The Taliban also are making advances in Pakistan. “I am gravely concerned about the progress they have made in the south and inside Pakistan,” the chairman said. “The consequences of their success directly threaten our national interests in the region and our safety here at home. This isn’t about ‘can-do’ any more; this is about ‘must-do.’”
The United States must increase its efforts in Afghanistan and Pakistan, Mullen said. More manpower is flowing into Afghanistan, and more money and resources are moving in to Afghanistan and Pakistan. “But we need a commensurate commitment from the civilian side,” he said. “And as I’ve said many times before, we need more, and more concerted, pressure applied from Pakistan as well.”
Mullen’s “must-do” goes for Afghan President Hamid Karzai as well.
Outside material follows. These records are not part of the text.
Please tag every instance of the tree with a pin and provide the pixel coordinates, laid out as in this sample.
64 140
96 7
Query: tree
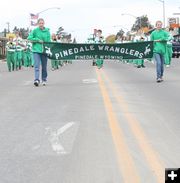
140 23
120 33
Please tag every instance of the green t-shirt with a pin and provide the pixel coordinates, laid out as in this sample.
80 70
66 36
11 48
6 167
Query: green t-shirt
39 35
159 47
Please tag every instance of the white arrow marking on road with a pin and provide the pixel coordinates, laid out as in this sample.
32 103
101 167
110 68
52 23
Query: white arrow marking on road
26 83
55 135
89 81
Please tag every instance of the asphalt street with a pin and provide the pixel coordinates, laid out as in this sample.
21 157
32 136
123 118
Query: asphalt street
89 125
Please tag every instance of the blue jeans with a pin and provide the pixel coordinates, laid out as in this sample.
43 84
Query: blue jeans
40 59
159 58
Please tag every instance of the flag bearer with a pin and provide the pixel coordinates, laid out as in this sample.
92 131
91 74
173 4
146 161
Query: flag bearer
54 63
160 38
38 36
19 50
10 56
28 54
99 39
169 51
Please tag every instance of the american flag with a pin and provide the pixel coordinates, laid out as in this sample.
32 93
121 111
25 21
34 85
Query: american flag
33 16
33 23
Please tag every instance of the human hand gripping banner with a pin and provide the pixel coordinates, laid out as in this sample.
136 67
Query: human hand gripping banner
69 51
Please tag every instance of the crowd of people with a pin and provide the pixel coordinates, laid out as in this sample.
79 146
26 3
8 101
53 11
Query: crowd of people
29 53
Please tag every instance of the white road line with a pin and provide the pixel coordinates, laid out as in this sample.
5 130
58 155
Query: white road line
89 81
54 137
26 83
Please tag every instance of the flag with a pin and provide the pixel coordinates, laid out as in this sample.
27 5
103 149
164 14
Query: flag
33 16
33 23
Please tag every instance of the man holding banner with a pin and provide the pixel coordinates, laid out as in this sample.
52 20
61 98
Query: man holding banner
160 38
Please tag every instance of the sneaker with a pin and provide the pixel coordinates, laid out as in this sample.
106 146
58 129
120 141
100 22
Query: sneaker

Karzai sent his own message to the world today when he named former defense minister Mohammad Qasim Fahim as one of his two running mates. Fahim, a bad seed even by that region’s standards was pushed aside as Karzai’s 2004 running mate for being a warlord not totally supportive of an Afghan central authority. Fahim has been accused of war crimes in the past and was one of the several warlords entitled by the CIA and Pentagon during the first several years of the Bush War on Terror. Those entitlements – and millions of U.S. taxpayer dollars – worked against peace and prosperity in Afghanistan once the Taliban were thought to have been defeated.
Karzai will be joining Zardari and Obama Wednesday for a summit in which Obama really has his work cut out for him. It appears the mistakes of the Bush Administration in allowing South Asia to go to hell in a handbasket are not lost on Obama’s team. There seems to be the laying of groundwork for a tough meeting — we’ll have to wait and see what comes of it all.


Now all the conspiracy theories from the campaign trail are coming to fruition. This is the meeting where Bin Laden will come out of hiding and divulge the secret plan to get a muslim in the White House and begin their plan of destroying capitalism, enslaving women, and forcing public officials to be sworn in on the Koran. Obama builds trust with the American people by trying to save it’s economy, rebuilding America’s diminsihed credibility around the world, working for human rights guarantees and then when you least expect it…whammo!